Je vous concède qu’il n’y a de science que de tâtonnements et d’erreurs mais les tâtonnements et les erreurs sont du domaine de l’expérimentation qui aide par la suite à approcher le plus possible la certitude. Je me désole de vous voir, vous homme de science, de continuer de faire toujours des erreurs alors que, logiquement, le chemin de la certitude nous est montré. La certitude dans notre pays aujourd’hui, c’est d’appeler à suivre des fondamentaux en politique, à suivre des visions idéologiques collectives plutôt que des messies et des individus qui refuseront, après qu’ils se soient installés à la Gouverne étatique, la commande collective du destin national comme le fait à regret Boni Yayi actuellement. L’Union fait la Nation (UN) est sur la bonne voie même si sa vision idéologique n’est pas encore clairement proclamée. UN, en effet, n’appelle pas au messianisme mais veut construire un désir collectif, quoique libéral de notre point de vue et ce, malgré la caution sociale démocrate du Président Amoussou Bruno et de l’Honorable Sèhouéto Lazare.
Cher Professeur
Votre erreur, ‘’l’Erreur de Gbégnonvi’’, si ce que la presse a écrit est vrai, est grave parce que vous récidivez. A l’approche des élections présidentielles de 2006, vous et d’autres activistes de la Société Civile, parmi lesquels Rékya Madougou aujourd’hui Ministre, avez appelé à faire l’apologie, non de la qualité d’hommes politiques désintéressés pour le Bénin, mais de la technocratie, appelant même à supprimer le politique. Or, si les béninois condamnaient l’ancienne politique ruineuse, ils n’ont pas dit qu’ils ne voulaient pas de politique du tout. Le développement social et économique d’un pays, vous le savez, c’est par excellence d’abord une chose politique. Vous savez vous-mêmes que les technocrates se fichent pas mal des questions intellectuelles, philosophiques et sociales qui touchent au projet du destin commun et qui est mille fois plus complexe que les questions techniques et managériales. Les technocrates s’accrochent le plus souvent à leurs seuls intérêts égoïstes et immédiats en se cachant derrière le prétexte de leur supposée compétence technique.

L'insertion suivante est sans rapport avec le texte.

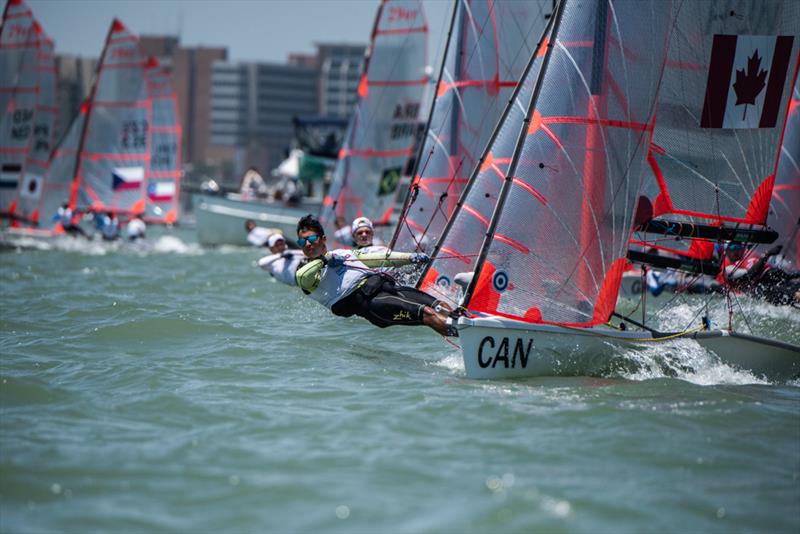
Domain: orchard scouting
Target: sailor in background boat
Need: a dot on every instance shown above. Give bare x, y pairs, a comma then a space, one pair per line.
282, 264
110, 229
68, 220
748, 272
343, 280
256, 235
135, 229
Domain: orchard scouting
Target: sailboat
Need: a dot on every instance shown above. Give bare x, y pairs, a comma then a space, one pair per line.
488, 46
27, 96
164, 178
543, 228
103, 160
382, 133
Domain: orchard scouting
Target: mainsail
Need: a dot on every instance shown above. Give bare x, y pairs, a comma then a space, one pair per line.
163, 181
27, 98
105, 155
382, 132
785, 208
558, 235
489, 45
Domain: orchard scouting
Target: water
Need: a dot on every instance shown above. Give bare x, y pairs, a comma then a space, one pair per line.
179, 389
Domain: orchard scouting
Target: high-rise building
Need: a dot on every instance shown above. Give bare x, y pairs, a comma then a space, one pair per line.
340, 71
252, 106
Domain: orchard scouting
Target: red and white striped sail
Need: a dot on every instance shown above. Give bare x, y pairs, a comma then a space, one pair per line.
558, 238
459, 246
381, 134
29, 195
163, 182
721, 110
490, 44
784, 214
112, 157
20, 37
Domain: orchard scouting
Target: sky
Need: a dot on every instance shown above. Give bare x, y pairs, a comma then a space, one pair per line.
252, 30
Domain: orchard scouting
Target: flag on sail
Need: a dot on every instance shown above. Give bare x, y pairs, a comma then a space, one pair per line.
746, 78
127, 178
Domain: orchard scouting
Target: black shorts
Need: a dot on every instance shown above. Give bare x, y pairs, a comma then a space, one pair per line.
383, 303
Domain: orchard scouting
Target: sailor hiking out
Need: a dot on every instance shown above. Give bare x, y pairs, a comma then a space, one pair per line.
343, 280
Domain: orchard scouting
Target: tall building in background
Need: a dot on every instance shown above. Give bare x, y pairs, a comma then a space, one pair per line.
234, 115
252, 106
340, 67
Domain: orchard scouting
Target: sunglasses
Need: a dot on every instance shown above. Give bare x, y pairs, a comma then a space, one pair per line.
311, 239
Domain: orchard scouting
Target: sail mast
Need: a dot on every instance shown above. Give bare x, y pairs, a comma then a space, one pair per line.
85, 110
465, 194
413, 188
487, 240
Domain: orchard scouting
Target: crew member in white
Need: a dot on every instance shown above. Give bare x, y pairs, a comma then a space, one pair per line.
282, 264
343, 280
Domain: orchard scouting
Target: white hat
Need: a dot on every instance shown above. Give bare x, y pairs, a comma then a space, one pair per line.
361, 222
273, 240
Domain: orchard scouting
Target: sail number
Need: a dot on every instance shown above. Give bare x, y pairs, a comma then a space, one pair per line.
134, 134
491, 354
21, 123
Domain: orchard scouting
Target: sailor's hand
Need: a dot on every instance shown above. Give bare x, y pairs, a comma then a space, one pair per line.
336, 261
419, 258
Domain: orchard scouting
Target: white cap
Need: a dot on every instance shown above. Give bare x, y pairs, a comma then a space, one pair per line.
361, 222
273, 240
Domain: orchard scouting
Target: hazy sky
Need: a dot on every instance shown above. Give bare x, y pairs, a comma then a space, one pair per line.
252, 30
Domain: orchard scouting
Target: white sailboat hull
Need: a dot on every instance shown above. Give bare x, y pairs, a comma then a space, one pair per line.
220, 220
496, 348
763, 357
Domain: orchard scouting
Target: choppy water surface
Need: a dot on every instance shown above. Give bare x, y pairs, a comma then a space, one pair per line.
180, 389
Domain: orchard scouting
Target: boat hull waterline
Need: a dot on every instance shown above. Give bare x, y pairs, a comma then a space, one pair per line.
497, 348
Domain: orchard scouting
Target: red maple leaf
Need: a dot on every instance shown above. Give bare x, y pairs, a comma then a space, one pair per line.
748, 86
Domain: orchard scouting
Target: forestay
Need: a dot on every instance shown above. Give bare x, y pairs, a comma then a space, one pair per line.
163, 181
114, 146
785, 208
382, 131
489, 46
558, 238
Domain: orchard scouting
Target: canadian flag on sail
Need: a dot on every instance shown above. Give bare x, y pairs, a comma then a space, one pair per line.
746, 79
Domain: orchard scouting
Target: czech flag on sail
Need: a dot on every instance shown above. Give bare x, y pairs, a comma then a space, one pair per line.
161, 191
746, 78
127, 178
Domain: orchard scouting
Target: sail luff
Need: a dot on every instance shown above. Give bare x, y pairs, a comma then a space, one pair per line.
486, 160
86, 109
508, 180
410, 192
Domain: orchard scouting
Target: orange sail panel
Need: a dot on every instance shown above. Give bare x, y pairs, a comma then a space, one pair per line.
382, 132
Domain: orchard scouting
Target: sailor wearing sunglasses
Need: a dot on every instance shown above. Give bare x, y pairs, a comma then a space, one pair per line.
344, 281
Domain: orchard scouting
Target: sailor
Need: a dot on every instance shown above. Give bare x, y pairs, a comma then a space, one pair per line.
256, 235
135, 229
110, 231
343, 281
282, 264
68, 220
363, 236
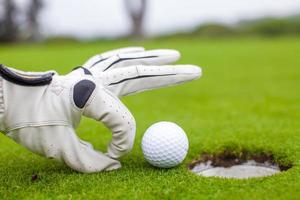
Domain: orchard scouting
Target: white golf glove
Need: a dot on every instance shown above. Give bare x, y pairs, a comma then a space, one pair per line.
42, 110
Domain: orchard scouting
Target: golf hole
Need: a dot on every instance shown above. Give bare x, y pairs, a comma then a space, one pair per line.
231, 164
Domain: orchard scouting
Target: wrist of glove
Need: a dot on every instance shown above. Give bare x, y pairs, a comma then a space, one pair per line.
43, 117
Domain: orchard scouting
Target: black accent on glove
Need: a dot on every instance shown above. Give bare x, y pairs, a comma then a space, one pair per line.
24, 78
82, 92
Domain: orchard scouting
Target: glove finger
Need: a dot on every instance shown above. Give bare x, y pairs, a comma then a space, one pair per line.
108, 109
136, 79
103, 56
62, 143
152, 57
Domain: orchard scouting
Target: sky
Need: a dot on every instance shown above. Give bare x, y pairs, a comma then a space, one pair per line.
108, 18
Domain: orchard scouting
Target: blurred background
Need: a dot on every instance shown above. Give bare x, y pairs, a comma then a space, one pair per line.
40, 20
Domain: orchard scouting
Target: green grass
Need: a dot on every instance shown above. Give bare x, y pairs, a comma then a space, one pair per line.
248, 98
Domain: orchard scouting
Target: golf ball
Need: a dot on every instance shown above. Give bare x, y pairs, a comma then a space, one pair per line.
165, 144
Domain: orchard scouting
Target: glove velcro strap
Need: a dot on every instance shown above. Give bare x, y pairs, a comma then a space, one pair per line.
25, 78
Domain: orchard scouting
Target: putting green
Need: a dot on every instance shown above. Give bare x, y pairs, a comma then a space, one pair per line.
248, 98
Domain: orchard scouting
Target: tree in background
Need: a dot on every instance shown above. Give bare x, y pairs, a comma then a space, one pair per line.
136, 10
8, 24
33, 11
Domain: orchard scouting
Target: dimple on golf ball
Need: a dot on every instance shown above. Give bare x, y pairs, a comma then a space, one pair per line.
165, 144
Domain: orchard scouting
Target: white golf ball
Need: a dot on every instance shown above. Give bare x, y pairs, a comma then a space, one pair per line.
165, 144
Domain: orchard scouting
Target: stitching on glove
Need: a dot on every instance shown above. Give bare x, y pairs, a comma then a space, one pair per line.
124, 59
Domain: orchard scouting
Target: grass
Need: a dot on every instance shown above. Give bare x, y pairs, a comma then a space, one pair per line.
248, 98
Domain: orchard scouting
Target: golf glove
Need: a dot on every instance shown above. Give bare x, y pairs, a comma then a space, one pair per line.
42, 110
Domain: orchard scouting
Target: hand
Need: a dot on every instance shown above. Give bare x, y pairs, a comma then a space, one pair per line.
47, 114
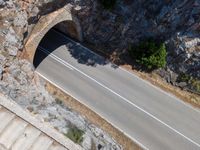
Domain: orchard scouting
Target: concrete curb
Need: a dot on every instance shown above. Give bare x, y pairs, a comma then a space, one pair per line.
43, 127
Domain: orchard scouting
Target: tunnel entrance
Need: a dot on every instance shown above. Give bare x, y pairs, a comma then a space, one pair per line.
53, 39
61, 21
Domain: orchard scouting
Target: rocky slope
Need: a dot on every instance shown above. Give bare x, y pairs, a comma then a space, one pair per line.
18, 80
177, 23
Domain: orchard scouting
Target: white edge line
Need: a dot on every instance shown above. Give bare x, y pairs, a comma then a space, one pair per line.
128, 101
65, 91
133, 74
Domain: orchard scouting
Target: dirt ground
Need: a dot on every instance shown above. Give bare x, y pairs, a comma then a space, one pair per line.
94, 118
153, 78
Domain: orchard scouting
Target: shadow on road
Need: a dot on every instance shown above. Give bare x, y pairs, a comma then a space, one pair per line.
54, 39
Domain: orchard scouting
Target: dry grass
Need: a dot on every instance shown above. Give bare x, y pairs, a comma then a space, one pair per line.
94, 118
156, 80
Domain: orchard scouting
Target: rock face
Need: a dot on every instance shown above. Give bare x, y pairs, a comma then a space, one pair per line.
18, 80
177, 23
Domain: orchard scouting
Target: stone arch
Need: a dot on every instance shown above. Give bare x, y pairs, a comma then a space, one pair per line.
46, 22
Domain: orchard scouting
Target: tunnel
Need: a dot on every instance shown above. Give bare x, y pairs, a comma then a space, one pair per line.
61, 21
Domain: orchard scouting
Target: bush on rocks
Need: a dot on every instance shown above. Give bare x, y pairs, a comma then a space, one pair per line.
108, 4
149, 53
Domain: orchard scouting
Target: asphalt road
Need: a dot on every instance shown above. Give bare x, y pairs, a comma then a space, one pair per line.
154, 119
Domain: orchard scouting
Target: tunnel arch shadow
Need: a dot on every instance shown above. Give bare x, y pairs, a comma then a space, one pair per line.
56, 38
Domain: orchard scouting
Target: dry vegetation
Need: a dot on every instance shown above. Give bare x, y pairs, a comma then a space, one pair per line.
94, 118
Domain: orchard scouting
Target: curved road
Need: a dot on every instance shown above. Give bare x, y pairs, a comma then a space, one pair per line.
154, 119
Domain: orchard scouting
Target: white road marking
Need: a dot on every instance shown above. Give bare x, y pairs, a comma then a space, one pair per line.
128, 101
131, 73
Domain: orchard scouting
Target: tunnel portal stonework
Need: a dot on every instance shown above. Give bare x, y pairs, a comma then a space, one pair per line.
56, 19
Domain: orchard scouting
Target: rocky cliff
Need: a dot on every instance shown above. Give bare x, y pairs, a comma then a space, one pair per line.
177, 23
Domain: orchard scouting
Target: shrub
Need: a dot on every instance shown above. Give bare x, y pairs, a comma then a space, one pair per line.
149, 54
183, 77
108, 4
196, 85
75, 135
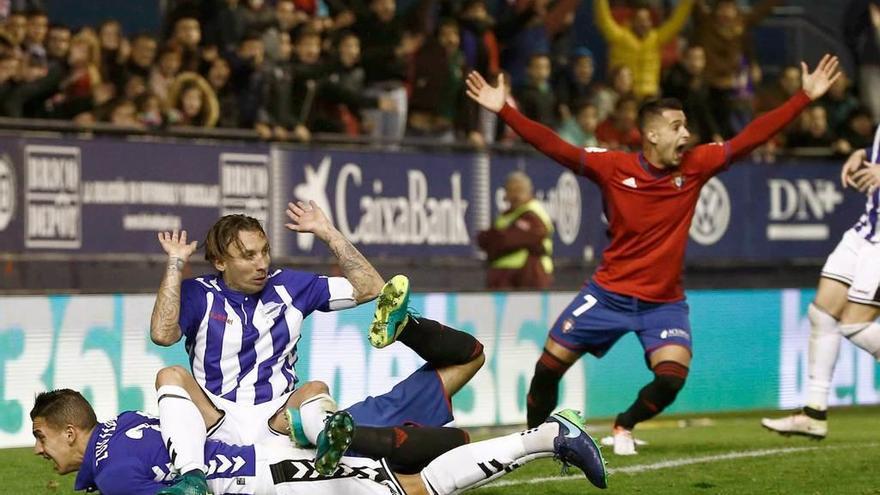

Vous avez, à l’époque, en tant que dirigeants de la Société Civile, emballé le pays pour ériger en principe le fait que la fonction présidentielle est uniquement destinée à des ‘’oiseaux rares’’, souvent des dirigeants de Banque, ce que vous venez de réitérer. Or, ce qu’il faut comprendre, c’est qu’avant la question économique et technique, la solution politique en rapport avec la qualité des hommes est primordiale. Prenons le cas asiatique pour illustrer le propos : l’Asie a été victime comme l’Afrique des razzias des colonialistes Blancs et plusieurs pays d’Asie ont été envahis par les Japonais. Pourtant, en une génération, l’Asie est en train de réussir à constituer et à consolider des Etats et des économies viables lorsqu’elle donne la priorité au patriotisme politique, au volontarisme collectif, au facteur humain et aux valeurs traditionnelles asiatiques. Le problème dans notre pays, le Bénin, est donc politique avant d’être une affaire de technocrates ou de messie. Il peut être donc résolu. Objectivement, la crise en Afrique noire est celle d’abord des Hommes et des Institutions au nombre desquelles les partis politiques à qui il revient la tâche de proposer des représentants du peuple qui doivent en retour s’en remettre scrupuleusement aux orientations et aux décisions collectives réalisées au sein des partis. Pas l’inverse. Pas comme actuellement où les Fcbe ou Umpp ‘’béni oui oui’’, obéissent au seul Président Yayi Boni alors que c’est bien le dernier qui devait obéir au groupe ! Ce sera du pareil au même si Abdoulaye Bio Tchané arrive au pouvoir, non comme un candidat investi par un désir collectif, mais comme un messie.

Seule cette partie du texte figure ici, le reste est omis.